Le capitaine attendit patiemment que ce monologue fût terminé ; puis il congédia les hommes avec quelques mots d’encouragement, et les félicita de la fidélité qu’ils avaient montrée. Comme il se tournait vers Joyce pour lui donner ses dernières instructions, il découvrit, à l’aide de la lumière de la lanterne que tenait le sergent, une forme humaine arrêtée à une petite distance, mais trop près des murs de la Hutte pour qu’il pût la bien distinguer. C’était certainement un homme ; et comme, à l’exception de la sentinelle placée en dehors de la cour, tous ceux qui étaient capables de porter les armes se trouvaient encore réunis en groupe, la nécessité de s’assurer du caractère de ce visiteur inconnu traversa l’esprit des deux vieux soldats au même instant. Joyce élevait sa lanterne, tandis qu’ils marchaient rapidement vers la forme immobile ; quand ils en furent tout près, la lumière brilla dans les yeux noirs et ardents d’un Indien.

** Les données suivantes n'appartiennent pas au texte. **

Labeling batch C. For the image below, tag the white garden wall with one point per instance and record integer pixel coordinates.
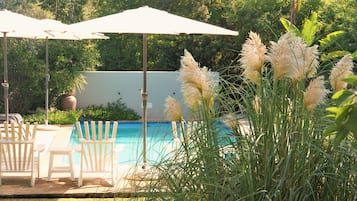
(108, 86)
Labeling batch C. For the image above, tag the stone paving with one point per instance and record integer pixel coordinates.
(61, 184)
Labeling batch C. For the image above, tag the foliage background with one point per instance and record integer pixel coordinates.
(123, 52)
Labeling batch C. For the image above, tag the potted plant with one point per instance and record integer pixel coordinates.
(68, 100)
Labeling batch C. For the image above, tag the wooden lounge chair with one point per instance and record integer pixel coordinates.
(18, 153)
(97, 144)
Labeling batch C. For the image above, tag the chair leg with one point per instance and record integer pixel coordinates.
(33, 179)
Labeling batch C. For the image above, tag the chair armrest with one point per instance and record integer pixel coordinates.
(40, 148)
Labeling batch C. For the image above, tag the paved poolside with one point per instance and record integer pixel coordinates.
(61, 184)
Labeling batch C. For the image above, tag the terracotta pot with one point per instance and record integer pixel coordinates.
(68, 102)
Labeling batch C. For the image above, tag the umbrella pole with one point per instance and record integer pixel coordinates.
(144, 97)
(5, 84)
(47, 80)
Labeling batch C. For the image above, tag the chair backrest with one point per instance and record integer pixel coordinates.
(17, 147)
(97, 144)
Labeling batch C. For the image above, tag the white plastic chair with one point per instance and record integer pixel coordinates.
(17, 150)
(97, 148)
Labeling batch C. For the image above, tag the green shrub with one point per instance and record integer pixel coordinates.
(113, 111)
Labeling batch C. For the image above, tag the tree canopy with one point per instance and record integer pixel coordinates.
(124, 51)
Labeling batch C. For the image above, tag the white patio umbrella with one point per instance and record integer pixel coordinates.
(18, 26)
(146, 20)
(53, 29)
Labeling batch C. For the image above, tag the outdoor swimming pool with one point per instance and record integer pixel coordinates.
(130, 142)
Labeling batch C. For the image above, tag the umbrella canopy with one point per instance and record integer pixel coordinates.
(150, 21)
(14, 25)
(53, 29)
(21, 26)
(146, 20)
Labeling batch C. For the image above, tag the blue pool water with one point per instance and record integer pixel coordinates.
(130, 142)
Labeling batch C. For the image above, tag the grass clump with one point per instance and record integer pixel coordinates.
(276, 150)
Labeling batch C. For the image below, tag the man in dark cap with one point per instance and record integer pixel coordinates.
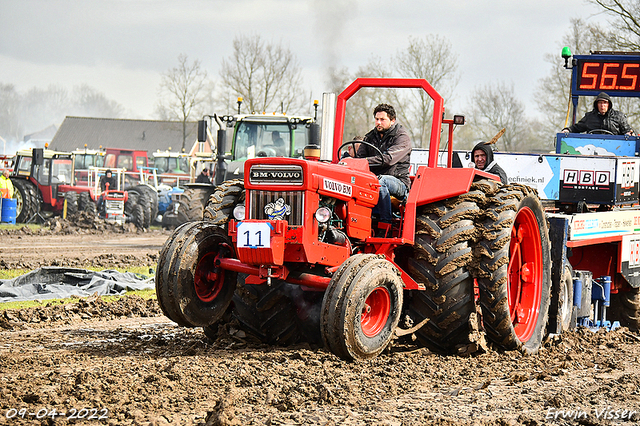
(482, 156)
(602, 117)
(203, 177)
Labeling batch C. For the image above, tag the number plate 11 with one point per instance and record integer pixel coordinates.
(254, 235)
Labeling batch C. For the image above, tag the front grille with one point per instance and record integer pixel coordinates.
(293, 199)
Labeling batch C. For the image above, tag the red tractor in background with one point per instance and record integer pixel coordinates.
(291, 251)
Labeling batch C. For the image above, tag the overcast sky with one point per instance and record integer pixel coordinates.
(121, 47)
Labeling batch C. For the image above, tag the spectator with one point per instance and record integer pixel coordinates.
(203, 177)
(482, 156)
(6, 187)
(602, 117)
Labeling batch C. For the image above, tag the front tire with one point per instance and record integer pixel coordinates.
(191, 290)
(515, 270)
(224, 199)
(361, 308)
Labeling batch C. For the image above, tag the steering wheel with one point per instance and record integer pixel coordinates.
(599, 132)
(355, 151)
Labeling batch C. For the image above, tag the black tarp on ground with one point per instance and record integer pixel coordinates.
(59, 282)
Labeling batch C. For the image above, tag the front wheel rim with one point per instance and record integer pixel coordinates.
(208, 279)
(525, 273)
(375, 312)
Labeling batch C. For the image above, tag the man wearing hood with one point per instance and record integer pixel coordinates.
(393, 167)
(482, 156)
(602, 117)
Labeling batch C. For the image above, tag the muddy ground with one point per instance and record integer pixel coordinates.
(128, 364)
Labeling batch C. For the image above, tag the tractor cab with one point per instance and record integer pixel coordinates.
(37, 176)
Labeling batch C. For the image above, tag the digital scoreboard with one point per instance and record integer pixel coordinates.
(617, 77)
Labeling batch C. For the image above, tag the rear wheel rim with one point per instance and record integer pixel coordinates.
(375, 312)
(525, 274)
(208, 279)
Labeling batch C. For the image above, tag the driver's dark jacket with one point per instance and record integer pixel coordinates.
(111, 181)
(613, 121)
(395, 145)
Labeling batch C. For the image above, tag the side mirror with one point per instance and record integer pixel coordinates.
(38, 156)
(202, 131)
(314, 134)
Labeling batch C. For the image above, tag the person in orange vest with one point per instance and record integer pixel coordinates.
(6, 187)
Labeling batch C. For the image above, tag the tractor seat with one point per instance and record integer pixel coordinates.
(396, 202)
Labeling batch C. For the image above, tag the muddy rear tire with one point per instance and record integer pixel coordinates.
(361, 308)
(191, 290)
(566, 308)
(27, 199)
(515, 270)
(442, 255)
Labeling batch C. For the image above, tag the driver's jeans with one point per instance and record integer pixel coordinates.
(389, 186)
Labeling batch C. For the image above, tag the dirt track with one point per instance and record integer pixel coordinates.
(129, 360)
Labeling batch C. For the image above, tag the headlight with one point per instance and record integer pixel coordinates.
(238, 212)
(323, 214)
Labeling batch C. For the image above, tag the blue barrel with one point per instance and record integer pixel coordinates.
(9, 208)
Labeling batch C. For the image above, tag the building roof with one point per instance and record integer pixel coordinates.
(146, 135)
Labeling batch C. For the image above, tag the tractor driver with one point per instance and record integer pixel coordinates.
(482, 157)
(393, 167)
(602, 117)
(278, 142)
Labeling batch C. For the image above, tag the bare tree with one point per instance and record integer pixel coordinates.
(431, 58)
(10, 127)
(182, 93)
(40, 108)
(493, 107)
(267, 76)
(626, 22)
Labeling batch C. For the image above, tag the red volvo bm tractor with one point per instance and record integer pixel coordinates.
(292, 249)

— Nick ! s’écria le capitaine, est-ce vous ? Qu’est-ce qui vous a amené encore ici ? et comment avez-vous franchi les palissades ? Venez-vous comme un ami pour nous visiter, on comme un ennemi ?

— Trop, beaucoup de questions capitaine ; demander tout ensemble. Aller à la chambre aux livres, Nick vous suivre ; dire tout ce qu’il faut.

Le capitaine parla quelque temps à voix basse au sergent pour lui recommander de veiller attentivement à la garde. Quand il arriva dans la bibliothèque, il trouva sa femme et ses filles qui l’attendaient avec anxiété.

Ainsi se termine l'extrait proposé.